An Alabama Medicaid policy that requires hepatitis C patients to avoid drugs and alcohol for six months or lose access to lifesaving medication violates the Americans with Disabilities Act, according to a federal administrative complaint.
AIDS Alabama and the Harvard Center for Health Law and Policy Innovation filed the complaint Monday with the U.S. Department of Justice. The Americans with Disabilities Act protects people who use drugs from discrimination in medical care.
The Alabama Medicaid Agency covers the cost of prescription medication for people in the program, including several FDA-approved treatments for hepatitis C. The program requires patients to prove they have not used drugs or alcohol in the last six months, which prevents people who use substances from getting treatment for the virus.
Alabama is one of five states with six-month sobriety requirements, including Arkansas, Mississippi, South Carolina and South Dakota. Since 2017, 17 states have dropped similar requirements.
“Alabama’s health outcomes always seem to be among the worst in the nation,” said Kathie Hiers, CEO of AIDS Alabama, in a press release. “Policies that prevent adequate medical care from being provided must end. HCV now has a cure and withholding that cure from Alabamians based on a moral judgement is wrong and certainly doesn’t follow the science.”

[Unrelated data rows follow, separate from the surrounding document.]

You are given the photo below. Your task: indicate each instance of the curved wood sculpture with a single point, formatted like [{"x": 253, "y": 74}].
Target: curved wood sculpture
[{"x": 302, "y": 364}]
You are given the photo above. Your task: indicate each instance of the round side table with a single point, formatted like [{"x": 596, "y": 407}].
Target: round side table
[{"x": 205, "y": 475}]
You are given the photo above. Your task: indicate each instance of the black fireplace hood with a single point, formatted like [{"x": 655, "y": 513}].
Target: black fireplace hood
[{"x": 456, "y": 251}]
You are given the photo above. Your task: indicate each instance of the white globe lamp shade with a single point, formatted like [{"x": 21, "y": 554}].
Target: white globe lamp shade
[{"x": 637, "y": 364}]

Sobriety requirements go against treatment guidelines from medical organizations such as the American Association for the Study of Liver Disease and the Infectious Diseases Society of America, according to the complaint. Studies cited in the complaint found that drug and alcohol users benefited from medications used to eliminate the hepatitis C virus.
A spokesman for the Alabama Medicaid Agency did not respond to a request for comment.

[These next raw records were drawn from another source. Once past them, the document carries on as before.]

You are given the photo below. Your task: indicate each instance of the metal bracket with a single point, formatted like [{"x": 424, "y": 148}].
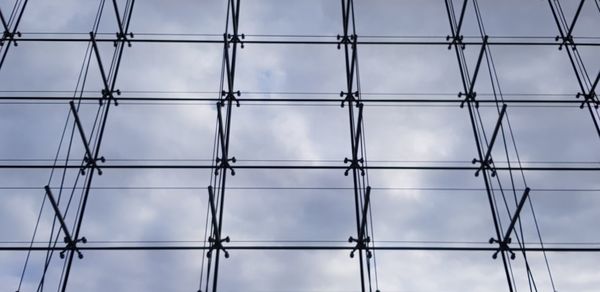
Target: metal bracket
[
  {"x": 235, "y": 39},
  {"x": 503, "y": 244},
  {"x": 68, "y": 239},
  {"x": 354, "y": 164},
  {"x": 349, "y": 97},
  {"x": 457, "y": 38},
  {"x": 230, "y": 96},
  {"x": 360, "y": 245},
  {"x": 122, "y": 34},
  {"x": 568, "y": 38},
  {"x": 89, "y": 159},
  {"x": 486, "y": 162},
  {"x": 217, "y": 244},
  {"x": 591, "y": 97},
  {"x": 346, "y": 40},
  {"x": 107, "y": 92},
  {"x": 470, "y": 94},
  {"x": 224, "y": 164}
]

Hepatitis C spreads through contact with an infected individual’s blood. People who received blood transfusions or organ transplants before 1992 and injection drug users are at high risk for infection.
The number of people with hepatitis C increased rapidly between 2005 and 2017, driven in part by increases in opioid use. Many people infected with the virus have no symptoms, but others can suffer from liver scarring, cancer and even death. Medications that eliminate the virus are medically necessary for all who test positive, regardless of drug use, the complaint alleges.
“Forced sobriety policies don’t just unfairly prevent people with substance use disorder from accessing life-saving treatment; they also severely hamper public health efforts to stop the spread of the disease,” said Kevin Costello, Harvard Center for Health Law and Policy Innovation Litigation Director, in a press release. “These policies are rooted in stigma, not science, and they violate antidiscrimination provisions of the Americans with Disabilities Act. Filing an administrative complaint against Alabama is an important milestone in fighting sobriety restrictions, and we fully intend to expand this enforcement campaign to all states where sobriety restrictions persist.”